Limitations & Future Work

  • Utilizes only output head features, missing rich information from intermediate layers.
  • The closed-form solution for evidence weights depends on the linear projection assumption.
  • Focuses on detection rather than repair—addressing how to improve outputs once uncertainty is detected is the next step.
  • vs Semantic Entropy: SE requires multiple samples and an external model to evaluate equivalent semantics. EUQ requires only one forward pass.
  • vs Verbalized Confidence: Reliance on model meta-cognition is unreliable.

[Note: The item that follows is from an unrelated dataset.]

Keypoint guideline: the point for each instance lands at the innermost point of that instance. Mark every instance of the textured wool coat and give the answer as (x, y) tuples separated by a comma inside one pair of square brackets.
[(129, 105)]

EUQ extracts uncertainty directly from features.
  • vs Evidential Deep Learning: EDL requires training. EUQ is entirely training-free.

Rating

  • Novelty: ⭐⭐⭐⭐⭐ First application of evidential CF/IG decomposition for LVLM misbehavior detection.
  • Experimental Thoroughness: ⭐⭐⭐⭐⭐ Across 4 models, 4 error types, and multiple baselines with deep layer analysis.
  • Writing Quality: ⭐⭐⭐⭐ Rigorous theoretical derivation with helpful visualizations.
  • Value: ⭐⭐⭐⭐⭐ Direct practical value for LVLM trustworthiness and safe deployment.